« L’histoire, il ne faut pas l’apprendre. Il faut la comprendre« 

« L’histoire, il ne faut pas l’apprendre. Il faut la comprendre » : Ces paroles sortent de la bouche  de la professeur documentaliste du lycée dans le film Les héritiers.

Ce film, sorti sur les écrans en 2014, n’évitent pas un certains nombre de poncifs sur le milieu scolaire, les établissement de banlieue et les classes difficiles, même s’il est issu d’une expérience vécue au lycée Léon Blum de Créteil en 2009 .
Toutefois, il a le mérite de montrer une pédagogie différente, autour d’un projet de classe sur le thème de la politique d’extermination menée par les nazis. Ce projet amène les élèves à visiter un musée, écouter le témoignage d’un ancien déporté et construire une réalisation originale et personnelle sur le sujet des enfants et des adolescents dans les camps nazis.
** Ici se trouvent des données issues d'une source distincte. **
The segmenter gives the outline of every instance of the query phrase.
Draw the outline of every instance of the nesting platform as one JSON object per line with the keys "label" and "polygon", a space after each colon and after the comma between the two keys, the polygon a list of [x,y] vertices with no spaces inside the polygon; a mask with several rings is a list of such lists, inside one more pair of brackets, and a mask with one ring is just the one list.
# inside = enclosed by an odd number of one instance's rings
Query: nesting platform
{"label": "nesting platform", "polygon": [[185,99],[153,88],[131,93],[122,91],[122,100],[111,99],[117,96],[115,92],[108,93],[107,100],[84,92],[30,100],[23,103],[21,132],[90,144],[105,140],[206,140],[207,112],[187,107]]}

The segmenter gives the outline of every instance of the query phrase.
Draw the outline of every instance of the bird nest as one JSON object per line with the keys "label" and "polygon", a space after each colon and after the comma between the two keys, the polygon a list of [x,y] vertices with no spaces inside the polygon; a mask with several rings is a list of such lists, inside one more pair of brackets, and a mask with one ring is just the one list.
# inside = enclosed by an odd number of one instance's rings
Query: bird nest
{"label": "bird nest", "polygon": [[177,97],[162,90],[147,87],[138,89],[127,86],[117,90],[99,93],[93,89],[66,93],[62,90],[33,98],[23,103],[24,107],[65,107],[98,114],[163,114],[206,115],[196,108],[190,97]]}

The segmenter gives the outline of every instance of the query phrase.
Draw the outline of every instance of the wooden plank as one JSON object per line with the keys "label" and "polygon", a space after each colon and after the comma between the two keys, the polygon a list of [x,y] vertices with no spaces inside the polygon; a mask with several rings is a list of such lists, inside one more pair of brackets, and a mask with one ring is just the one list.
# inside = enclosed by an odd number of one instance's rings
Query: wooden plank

Dans ce film, Léon Zyguel, ancien déporté d’Auschwitz et de Buchenwald, a accepté de jouer son propre rôle, en témoignant devant les acteurs comme il le faisait devant des élèves. Né à Paris, de parents juifs polonais, Léon Zyguel a été arrêté en juillet 1942, à l’âge de 15 ans, avec sa mère et ses frères et sœur à Mont-de-Marsan en tentant de rejoindre la zone non-occupée. Il fut enfermé au camp Mérignac, puis transféré en août à Drancy où il retrouva son père, arrêté en août 1941, qui fut tué dans les camps.
Déporté au camp dʼAuschwitz, il a vécu l’enfer des camps, puis les « marches de la mort » lors de l’évacuation du camp en janvier 1945 qui le mena au camp de Buchenwald.
Il participa à l’insurrection armée et à la libération du camp le 11 avril 1945 et prononça le serment de Buchenwald, le 19 avril.
« Nous, les détenus de Buchenwald, nous sommes venus aujourdʼhui pour honorer les 51 000 prisonniers assassinés à Buchenwald et dans les Kommandos extérieurs par les brutes nazies et leurs complices. 51 000 des nôtres ont été fusillés, pendus, écrasés, frappés à mort, étouffés, noyés, empoisonnés et tués par piqûres. 51 000 pères, frères, fils sont morts dʼune mort pleine de souffrances, parce quʼils ont lutté contre le régime des assassins fascistes. 51 000 mères, épouses et des centaines de milliers dʼenfants accusent. Nous, qui sommes restés en vie et qui sommes des témoins de la brutalité nazie, avons regardé avec une rage impuissante la mort de nos camarades. Si quelque chose nous a aidés à survivre, cʼétait lʼidée que le jour de la justice arriverait.
AUJOURDʼHUI NOUS SOMMES LIBRES
Nous remercions les armées alliées, les Américains, les Anglais, les Soviétiques, et toutes les armées de libération qui luttent pour la paix et la vie du monde entier. Nous rendons hommage au grand ami des antifascistes de tous les pays, à lʼorganisateur et initiateur de la lutte pour un monde nouveau, que F.D. Roosevelt. Honneur à son souvenir. Nous, ceux de Buchenwald, Russes, Français, Polonais, Tchécoslovaques et Allemands, Espagnols, Italiens et Autrichiens, Belges et Hollandais, Luxembourgeois, Roumains, Yougoslaves et Hongrois, nous avons lutté en commun contre les SS, contre les criminels nazis, pour notre libération.
Une pensée nous anime
NOTRE CAUSE EST JUSTE, LA VICTOIRE SERA NOTRE.
Nous avons mené en beaucoup de langues la même lutte dure et impitoyable. Cette lutte exigeait beaucoup de victimes et elle nʼest pas encore terminée. Les drapeaux flottent encore et les assassins de nos camarades sont encore en vie. Nos tortionnaires sadiques sont encore en liberté. Cʼest pour ça que nous jurons, sur ces lieux de crimes fascistes, devant le monde entier, que nous abandonnerons seulement la lutte quand le dernier des responsables sera condamné devant le tribunal de toutes les nations : Lʼécrasement définitif du nazisme est notre tâche.
NOTRE IDEAL EST LA CONSTRUCTION DʼUN MONDE NOUVEAU DANS LA PAIX ET LA LIBERTE.
Nous le devons à nos camarades tués et à leurs familles. Levez vos mains et jurez pour démontrer que vous êtes prêts à la lutte. »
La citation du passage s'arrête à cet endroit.